L’obiettivo è trasformare un interno anonimo, privo di elementi originari di pregio, in una casa “contemporanea, luminosa e allegra”, capace di accompagnare una nuova fase di vita.
A determinare l’intero progetto è la scelta di una cucina in acciaio e marmi, disegnata da Tekla Evelina Severin, che diventa matrice di palette cromatica, materiali e arredi su misura.
Una cucina-oblò come cuore della casa
La cucina, un tempo piccola e isolata in fondo al corridoio, viene spostata nella zona migliore dell’appartamento, affacciata sul verde e in diretta relazione con il terrazzo. Qui diventa ambiente conviviale e trasformabile, connesso al living attraverso un oblò vetrato e un sistema di porte scorrevoli e pannelli che consentono di modulare apertura e privacy senza interrompere mai la continuità visiva.

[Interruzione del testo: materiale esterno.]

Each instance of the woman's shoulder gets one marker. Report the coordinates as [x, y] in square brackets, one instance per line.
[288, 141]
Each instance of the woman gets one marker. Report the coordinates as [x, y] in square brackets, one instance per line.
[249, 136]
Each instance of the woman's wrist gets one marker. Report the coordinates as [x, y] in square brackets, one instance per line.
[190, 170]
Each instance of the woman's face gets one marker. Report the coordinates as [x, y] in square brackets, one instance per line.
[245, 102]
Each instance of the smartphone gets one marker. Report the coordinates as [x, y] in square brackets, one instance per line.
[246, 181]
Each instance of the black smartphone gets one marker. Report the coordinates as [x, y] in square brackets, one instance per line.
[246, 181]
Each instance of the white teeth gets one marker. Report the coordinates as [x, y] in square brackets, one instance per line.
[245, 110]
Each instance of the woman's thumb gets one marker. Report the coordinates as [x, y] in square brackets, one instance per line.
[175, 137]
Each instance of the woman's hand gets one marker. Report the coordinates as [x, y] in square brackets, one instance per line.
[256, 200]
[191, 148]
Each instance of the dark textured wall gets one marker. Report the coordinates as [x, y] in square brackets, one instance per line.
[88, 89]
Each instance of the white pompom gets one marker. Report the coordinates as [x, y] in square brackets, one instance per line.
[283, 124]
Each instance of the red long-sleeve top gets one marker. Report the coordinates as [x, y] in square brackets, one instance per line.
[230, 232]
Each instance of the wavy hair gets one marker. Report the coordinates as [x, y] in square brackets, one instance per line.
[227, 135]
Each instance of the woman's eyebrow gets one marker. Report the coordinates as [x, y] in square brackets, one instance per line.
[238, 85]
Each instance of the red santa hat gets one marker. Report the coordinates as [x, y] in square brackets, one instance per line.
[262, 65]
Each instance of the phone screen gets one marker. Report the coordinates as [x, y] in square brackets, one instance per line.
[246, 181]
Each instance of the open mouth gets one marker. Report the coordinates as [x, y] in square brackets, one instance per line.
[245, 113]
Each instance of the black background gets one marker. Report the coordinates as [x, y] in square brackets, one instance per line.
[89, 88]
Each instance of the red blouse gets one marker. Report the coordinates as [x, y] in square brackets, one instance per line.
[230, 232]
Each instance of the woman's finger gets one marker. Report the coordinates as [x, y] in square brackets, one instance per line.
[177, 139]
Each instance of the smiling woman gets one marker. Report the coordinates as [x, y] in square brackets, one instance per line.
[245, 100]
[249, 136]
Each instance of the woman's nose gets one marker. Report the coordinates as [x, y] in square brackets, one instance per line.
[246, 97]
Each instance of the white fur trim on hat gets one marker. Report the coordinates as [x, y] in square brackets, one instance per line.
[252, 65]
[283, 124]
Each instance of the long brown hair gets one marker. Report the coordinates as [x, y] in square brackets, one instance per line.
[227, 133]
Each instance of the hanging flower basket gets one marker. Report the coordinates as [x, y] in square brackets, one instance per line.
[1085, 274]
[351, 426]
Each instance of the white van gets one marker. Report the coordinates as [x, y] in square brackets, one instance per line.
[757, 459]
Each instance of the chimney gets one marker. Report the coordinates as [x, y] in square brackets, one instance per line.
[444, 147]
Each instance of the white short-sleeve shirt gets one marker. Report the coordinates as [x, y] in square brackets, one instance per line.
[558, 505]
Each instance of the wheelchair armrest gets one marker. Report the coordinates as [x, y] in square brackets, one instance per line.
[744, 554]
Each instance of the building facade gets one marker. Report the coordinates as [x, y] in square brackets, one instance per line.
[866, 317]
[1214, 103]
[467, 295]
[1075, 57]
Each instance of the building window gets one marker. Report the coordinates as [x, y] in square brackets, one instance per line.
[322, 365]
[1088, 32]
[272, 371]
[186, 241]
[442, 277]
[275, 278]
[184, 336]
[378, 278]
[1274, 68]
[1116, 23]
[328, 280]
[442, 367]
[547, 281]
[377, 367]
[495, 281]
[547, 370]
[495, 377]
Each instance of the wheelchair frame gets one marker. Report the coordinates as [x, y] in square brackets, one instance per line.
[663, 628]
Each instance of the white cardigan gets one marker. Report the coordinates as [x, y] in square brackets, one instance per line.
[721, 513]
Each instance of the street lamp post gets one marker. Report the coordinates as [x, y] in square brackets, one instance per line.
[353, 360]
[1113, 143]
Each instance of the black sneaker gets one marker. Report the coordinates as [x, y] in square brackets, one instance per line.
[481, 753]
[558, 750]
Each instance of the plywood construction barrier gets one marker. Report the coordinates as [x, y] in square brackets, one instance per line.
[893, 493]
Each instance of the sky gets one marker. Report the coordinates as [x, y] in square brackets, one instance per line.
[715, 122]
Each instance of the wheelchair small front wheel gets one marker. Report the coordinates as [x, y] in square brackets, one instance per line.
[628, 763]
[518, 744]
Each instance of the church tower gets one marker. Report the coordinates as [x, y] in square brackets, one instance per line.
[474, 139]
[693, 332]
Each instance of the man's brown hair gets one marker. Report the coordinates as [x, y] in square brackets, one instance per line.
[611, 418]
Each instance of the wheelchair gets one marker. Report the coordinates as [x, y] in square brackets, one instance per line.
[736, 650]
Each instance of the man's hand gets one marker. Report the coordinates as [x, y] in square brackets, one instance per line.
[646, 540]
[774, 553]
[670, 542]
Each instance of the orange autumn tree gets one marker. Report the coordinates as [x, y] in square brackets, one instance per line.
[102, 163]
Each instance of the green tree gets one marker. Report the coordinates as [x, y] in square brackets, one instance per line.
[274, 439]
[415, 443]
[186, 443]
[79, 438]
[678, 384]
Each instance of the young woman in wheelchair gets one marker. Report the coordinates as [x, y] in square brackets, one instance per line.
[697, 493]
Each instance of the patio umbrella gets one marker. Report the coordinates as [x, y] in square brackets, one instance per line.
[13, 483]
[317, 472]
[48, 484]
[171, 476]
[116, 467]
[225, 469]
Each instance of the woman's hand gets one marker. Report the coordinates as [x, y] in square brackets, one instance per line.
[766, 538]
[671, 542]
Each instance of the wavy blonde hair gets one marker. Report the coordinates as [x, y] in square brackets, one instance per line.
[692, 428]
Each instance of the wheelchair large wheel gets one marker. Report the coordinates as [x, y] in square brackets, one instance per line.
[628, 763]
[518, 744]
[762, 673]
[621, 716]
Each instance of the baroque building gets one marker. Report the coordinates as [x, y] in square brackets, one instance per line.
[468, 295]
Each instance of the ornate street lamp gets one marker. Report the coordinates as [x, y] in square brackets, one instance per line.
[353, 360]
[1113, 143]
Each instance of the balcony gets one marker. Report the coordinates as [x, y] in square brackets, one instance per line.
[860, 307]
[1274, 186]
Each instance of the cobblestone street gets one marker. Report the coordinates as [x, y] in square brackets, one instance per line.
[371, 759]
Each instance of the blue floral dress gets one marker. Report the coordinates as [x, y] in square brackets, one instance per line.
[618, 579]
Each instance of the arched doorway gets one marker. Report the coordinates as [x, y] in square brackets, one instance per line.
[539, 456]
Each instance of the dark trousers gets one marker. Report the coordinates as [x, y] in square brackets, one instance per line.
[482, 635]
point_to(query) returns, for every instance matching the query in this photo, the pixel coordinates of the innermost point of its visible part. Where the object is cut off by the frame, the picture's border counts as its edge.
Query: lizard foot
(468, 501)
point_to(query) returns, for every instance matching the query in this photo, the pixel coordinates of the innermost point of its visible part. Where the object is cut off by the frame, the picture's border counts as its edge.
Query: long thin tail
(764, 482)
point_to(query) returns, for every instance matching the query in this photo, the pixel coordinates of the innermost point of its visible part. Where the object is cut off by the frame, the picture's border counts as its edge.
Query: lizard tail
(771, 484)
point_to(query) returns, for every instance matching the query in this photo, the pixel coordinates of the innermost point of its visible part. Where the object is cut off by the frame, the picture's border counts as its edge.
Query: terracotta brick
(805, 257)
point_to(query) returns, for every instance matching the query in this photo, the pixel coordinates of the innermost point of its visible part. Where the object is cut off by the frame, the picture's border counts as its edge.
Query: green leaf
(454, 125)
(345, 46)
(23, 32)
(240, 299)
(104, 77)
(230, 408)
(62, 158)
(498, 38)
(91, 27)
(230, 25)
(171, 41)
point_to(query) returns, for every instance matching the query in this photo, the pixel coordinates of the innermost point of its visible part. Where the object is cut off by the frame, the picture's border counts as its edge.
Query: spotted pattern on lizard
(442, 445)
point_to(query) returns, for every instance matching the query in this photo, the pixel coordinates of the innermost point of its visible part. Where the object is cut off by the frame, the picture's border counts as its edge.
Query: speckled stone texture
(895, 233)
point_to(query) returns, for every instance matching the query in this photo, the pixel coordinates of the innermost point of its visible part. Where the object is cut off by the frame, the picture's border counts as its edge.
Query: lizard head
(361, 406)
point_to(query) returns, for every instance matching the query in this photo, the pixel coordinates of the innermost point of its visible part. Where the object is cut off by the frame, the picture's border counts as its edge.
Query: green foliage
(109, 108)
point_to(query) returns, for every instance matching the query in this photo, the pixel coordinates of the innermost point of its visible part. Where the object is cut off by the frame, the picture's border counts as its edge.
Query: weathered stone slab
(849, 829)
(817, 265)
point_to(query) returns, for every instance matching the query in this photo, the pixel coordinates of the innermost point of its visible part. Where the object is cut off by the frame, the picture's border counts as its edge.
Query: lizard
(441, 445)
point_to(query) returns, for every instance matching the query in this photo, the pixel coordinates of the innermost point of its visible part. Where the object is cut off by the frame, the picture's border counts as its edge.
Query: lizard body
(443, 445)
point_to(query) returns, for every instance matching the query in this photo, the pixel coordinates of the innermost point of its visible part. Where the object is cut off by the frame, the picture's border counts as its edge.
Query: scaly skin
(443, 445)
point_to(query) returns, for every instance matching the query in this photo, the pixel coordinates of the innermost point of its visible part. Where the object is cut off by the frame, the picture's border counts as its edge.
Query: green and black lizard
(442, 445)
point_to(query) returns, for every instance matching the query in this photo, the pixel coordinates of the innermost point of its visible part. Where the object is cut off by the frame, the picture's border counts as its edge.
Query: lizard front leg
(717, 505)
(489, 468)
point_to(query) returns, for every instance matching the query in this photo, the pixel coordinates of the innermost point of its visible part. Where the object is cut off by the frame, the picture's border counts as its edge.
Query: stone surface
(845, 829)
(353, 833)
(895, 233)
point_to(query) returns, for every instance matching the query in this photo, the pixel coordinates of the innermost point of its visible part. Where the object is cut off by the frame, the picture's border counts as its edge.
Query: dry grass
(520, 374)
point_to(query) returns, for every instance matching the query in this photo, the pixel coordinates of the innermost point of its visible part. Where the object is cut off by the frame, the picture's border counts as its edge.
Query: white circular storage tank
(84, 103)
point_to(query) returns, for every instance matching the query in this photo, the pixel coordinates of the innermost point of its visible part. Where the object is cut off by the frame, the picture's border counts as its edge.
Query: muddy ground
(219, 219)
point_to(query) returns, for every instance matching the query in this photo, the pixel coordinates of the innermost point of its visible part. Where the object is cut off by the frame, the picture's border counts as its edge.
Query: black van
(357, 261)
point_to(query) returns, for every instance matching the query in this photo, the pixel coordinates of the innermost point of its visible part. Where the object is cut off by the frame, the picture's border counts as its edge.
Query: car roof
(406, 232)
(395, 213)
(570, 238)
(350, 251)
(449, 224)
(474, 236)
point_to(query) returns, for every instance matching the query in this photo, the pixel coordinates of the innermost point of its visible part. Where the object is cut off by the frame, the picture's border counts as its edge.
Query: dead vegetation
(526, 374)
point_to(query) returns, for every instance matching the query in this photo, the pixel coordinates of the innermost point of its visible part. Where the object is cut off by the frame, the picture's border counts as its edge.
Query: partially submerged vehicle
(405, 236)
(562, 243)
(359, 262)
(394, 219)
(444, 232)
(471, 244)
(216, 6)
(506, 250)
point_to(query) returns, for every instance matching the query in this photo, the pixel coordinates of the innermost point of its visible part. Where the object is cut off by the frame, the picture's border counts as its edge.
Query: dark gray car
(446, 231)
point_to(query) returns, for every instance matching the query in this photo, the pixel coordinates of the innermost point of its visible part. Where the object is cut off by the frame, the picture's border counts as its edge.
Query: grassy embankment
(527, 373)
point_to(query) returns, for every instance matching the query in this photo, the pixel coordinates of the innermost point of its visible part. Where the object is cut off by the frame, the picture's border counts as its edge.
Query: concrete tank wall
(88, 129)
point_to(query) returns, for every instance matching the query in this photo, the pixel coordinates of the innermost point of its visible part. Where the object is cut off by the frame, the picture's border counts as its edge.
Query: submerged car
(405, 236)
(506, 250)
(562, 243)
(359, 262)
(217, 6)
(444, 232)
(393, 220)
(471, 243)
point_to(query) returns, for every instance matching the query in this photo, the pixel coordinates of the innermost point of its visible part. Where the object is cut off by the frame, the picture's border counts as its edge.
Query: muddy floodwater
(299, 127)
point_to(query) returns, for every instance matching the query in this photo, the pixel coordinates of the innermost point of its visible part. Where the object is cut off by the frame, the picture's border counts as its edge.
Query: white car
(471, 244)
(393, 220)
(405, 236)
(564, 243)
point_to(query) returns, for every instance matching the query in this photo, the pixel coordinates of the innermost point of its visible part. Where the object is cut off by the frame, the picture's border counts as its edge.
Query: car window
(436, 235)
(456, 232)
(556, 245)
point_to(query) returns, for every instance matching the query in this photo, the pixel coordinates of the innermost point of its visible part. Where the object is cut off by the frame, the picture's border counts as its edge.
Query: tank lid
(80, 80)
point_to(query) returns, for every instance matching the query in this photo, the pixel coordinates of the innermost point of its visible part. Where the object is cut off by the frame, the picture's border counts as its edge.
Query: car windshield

Anche la parete tra zona pranzo e corridoio viene ripensata: varchi laterali e una libreria passante a nove nicchie rendono porosa la separazione, favorendo passaggi, scorci e attraversamenti.
Ne nasce una casa permeabile, dove gli ambienti dialogano tra loro e la luce naturale scorre liberamente da un lato all’altro dell’appartamento.
Fluidità, colore e geometrie morbide
La ristrutturazione interviene su una planimetria complessa, eliminando l’impianto monocromatico bianco preesistente a favore di una narrazione più calda e personale.
Il pavimento in parquet, non recuperabile, viene sostituito, mentre le ampie aperture vetrate diventano protagoniste e vengono valorizzate nella ridistribuzione degli spazi.
La palette della zona giorno, costruita sui gialli e verdi evocati dalla cucina, si estende a bagni e camere, dove un linguaggio giocoso e geometrico definisce armadiature, nicchie, applique, maniglie e piccoli oggetti.
Cerchi, archi e sfericità ricorrono come leitmotiv, fino alla carta da parati della stanza della bambina, in un omaggio continuo al simbolico oblò che ha generato il progetto.
Una casa su misura per collezioni e abitudini quotidiane
Costanza Santovetti Studio lavora sul tema della casa come contenitore di memorie e collezioni: gli arredi su misura e le superfici espositive sono pensati per accogliere oggetti, libri e opere, senza appesantire lo spazio.
L’insieme restituisce un interno fluido e funzionale, dove ogni ambiente trova la propria identità pur all’interno di un racconto coerente.
Casa Monti Parioli diventa così il ritratto di una famiglia attraverso l’architettura d’interni: una sequenza di stanze connesse, luminose e permeabili, in cui un singolo oggetto – la cucina – si trasforma in dispositivo generatore di spazio, colore e relazioni.